How the activity is situated in the course

This is the second part of a sequence of map exercises - first set in Week 3 of class. Part 1 involves some time on Google Earth and an example map deconstruction and geologic history given by the instructor. Later exercises (fieldwork, synthesis report and exam) also involve some elements of map interpretation so it is important for the students to have plenty of time to master these concepts.

Goals

Content/concepts goals for this activity

Geologic map interpretation, using ALL the information on the map, recalling concepts learned in earlier courses.

Higher order thinking skills goals for this activity

Higher order skills - to be able to take individual elements of the map (structural elements, lithologic elements, interaction with topography) and combine these into a coherent geologic history of an area. By providing a series of targeted questions and starting by deconstructing the map, students are later able to write geologic histories of other map areas without this level of instruction.
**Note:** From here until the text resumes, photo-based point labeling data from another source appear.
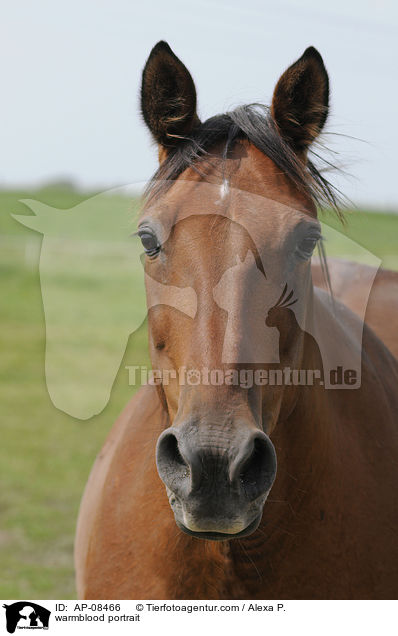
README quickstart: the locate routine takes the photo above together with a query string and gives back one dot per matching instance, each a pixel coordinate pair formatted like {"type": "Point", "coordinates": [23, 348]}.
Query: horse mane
{"type": "Point", "coordinates": [252, 122]}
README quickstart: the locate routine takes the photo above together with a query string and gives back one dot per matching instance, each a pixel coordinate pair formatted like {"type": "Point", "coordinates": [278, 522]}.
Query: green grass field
{"type": "Point", "coordinates": [46, 455]}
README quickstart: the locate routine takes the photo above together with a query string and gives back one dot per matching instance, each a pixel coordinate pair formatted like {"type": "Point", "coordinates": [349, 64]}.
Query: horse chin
{"type": "Point", "coordinates": [213, 535]}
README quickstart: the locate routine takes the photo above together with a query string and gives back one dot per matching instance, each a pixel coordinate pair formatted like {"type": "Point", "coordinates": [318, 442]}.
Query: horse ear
{"type": "Point", "coordinates": [168, 97]}
{"type": "Point", "coordinates": [301, 100]}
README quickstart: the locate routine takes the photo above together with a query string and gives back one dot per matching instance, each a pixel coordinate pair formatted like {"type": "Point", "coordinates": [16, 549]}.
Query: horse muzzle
{"type": "Point", "coordinates": [217, 481]}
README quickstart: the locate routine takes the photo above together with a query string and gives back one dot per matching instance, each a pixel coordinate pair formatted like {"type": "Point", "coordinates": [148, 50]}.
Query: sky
{"type": "Point", "coordinates": [72, 71]}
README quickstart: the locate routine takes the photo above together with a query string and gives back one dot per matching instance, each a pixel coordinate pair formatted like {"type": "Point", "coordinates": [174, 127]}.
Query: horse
{"type": "Point", "coordinates": [220, 490]}
{"type": "Point", "coordinates": [350, 281]}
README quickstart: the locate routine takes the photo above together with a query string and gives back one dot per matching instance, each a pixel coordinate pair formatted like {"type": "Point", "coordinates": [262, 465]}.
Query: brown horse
{"type": "Point", "coordinates": [350, 282]}
{"type": "Point", "coordinates": [230, 218]}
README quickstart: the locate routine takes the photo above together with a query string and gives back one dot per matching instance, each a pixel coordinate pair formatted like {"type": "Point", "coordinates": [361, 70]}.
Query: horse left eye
{"type": "Point", "coordinates": [307, 246]}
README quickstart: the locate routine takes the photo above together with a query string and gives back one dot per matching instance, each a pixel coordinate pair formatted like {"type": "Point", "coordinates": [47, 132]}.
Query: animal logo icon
{"type": "Point", "coordinates": [26, 615]}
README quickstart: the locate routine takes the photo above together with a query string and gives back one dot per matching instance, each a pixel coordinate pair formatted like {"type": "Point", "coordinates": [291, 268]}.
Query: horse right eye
{"type": "Point", "coordinates": [149, 242]}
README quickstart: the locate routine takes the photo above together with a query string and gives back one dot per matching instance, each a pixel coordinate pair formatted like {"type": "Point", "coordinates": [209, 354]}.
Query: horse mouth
{"type": "Point", "coordinates": [222, 536]}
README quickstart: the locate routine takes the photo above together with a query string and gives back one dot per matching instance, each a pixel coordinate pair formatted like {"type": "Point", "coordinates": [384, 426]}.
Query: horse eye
{"type": "Point", "coordinates": [307, 246]}
{"type": "Point", "coordinates": [149, 242]}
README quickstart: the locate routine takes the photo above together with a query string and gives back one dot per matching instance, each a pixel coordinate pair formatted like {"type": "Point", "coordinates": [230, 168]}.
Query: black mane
{"type": "Point", "coordinates": [254, 123]}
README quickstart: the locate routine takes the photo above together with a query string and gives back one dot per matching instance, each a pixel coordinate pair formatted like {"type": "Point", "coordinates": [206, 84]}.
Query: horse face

Other skills goals for this activity

Writing a coherent and technically sound, simple geologic history of the area.

Description of the activity/assignment

This is an exercise in which students are reintroduced to geologic maps and encouraged to "deconstruct" the map into constituent elements in order to understand the geologic history of the area. The preceding lectures in the course have recapitulated material that the students have covered in Introduction to Physical Geology. During class, the students work through the maps that were part of lab exercises in the Intro level course, so that basic concepts are recalled (superposition, cross-cutting relationships, basic faults and folds). The final product is a geologic history of this map area.

Determining whether students have met the goals

Evaluation - is the geologic history produced a complete and coherent (bullet points are acceptable) history of the segment of map they are looking at?

Later in the course - can the student take the same thought pattern and apply this to another map area? Field area? Exam question?